Subway. Tax.
There is some serious disconnection going on between those two words in the head of Fordites. I'm afraid their touching might result in a short which could cause an explosion.
It's amazing to me how the roles are being turned all around:
The labelled left are arguing for financial and factual conservatism - cold realism, minus pleas for airy social aims and grandiose ends, the dignity of civil procedure and the rule of law. Staying within the budget and allocated government funds. Meanwhile, the right is arguing for vaster governmental expenditures on public transportation - usually painted by that side as collectivist and impersonal and for the failed - a depersonalizing, manipulative goody wielded by collect-and-spend governments to keep citizens huddled and dependent.
The fascinating warp at the centre of this is how an anti-transit, pro-car crowd has ended up fighting for a unfounded fantasy of the most expensive mass transit system available, while not abandoning their automobilies-equal-individuality mindset. They want this done through nothing less than a coup against existing government and the factuality of their engineering departments. Which, of course, are the only ones who can fund it and make it actually work.
It's also amazing to me how history is being rewritten:
Ford never campaigned 'On Subways'. He campaigned factually on one subway: the Sheppard line. Eglinton and Finch were to get buses. Nothing else. He also stated that it would pay for itself through reallocation of Transit City Funds plus private sector investments, and not cost a dime. His videos are all there online, intact.
The revisions that he supported both Sheppard and Eglinton underground came later.
The Fordian 'subway' that supposed conservatives are demanding as if it were a leftist 'right' and fact (e.g. "housing is a right!"), is seamlessly fused to 'won't cost a cent'. One can't exist without the other. In short, it doesn't exist and never has. It was and is a mirage.
It would be more fair to say that Ford continuously campaigns on subways, rather than he ever had a expansive, workable, fundable, realistic plan that could be realized. In short, it was an election lie. Or, for those who prefer to see Ford as honest, a belief. Currently, a popular and populist desire.
'Subway' is what he campaigned on. 'Underground' was the buzzword. 'Subways' is what he carries on about.
It seems to me that the Ford mayoralty could be called the 'belief' mayoralty. There's more than a few commentators out there who believe that Ford is impeccably honest, because Ford so thoroughly believes Ford is honest. That this circular ignorance equals purity and strength. That because the Mayor doesn't recognize his shortcomings, he might be able to have none. If we all believed, too, then it would be true.
It is clear to anyone with an ear for tone, that Ford's campaign from the start was not going to be one of city-building, but that it was one of blunt, primary fantasies larded with revenge. There's lots of ideas out there about what people were and are angry about, too many for me to write about here. But it was clear that it was revenge against the eggheads, the professors, the experts, the artistic. It was revenge against the core for...what? Complexity? For already having lived through what the suburbs are just starting to face? Both envy and derision? I don't believe it was that Miller ignored the suburbs, as his mayoralty introduced all kinds of initiatives that favoured them. Maybe the issues were bigger than Miller, and no mayor could have introduced enough startups quickly enough to mollify them.

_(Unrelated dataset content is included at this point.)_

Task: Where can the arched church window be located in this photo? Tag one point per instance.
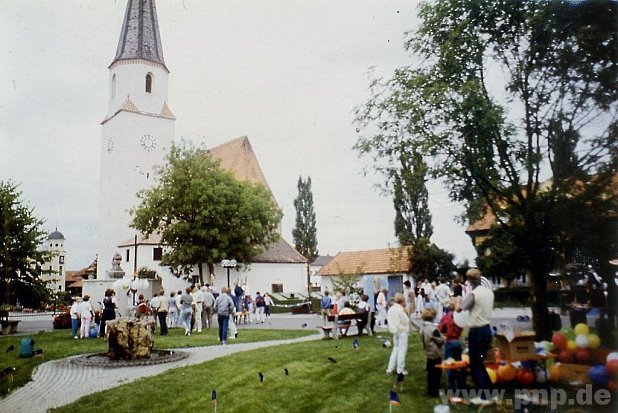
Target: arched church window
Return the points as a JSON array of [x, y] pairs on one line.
[[149, 83]]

For all the talk about subways, Ford has never indicated the slightest interest in projects that would seriously help downtown, like the DRL. I don't even think he has the talent to be an actual populist - I'd leave that to the slippery persuasion firm led by Mr. Kouvalis and other politicians. I think Ford is simply a Fordist, going around and around, ventriloquising the role he learned in that family of his - the one that first taught him how to be desperate for acceptance.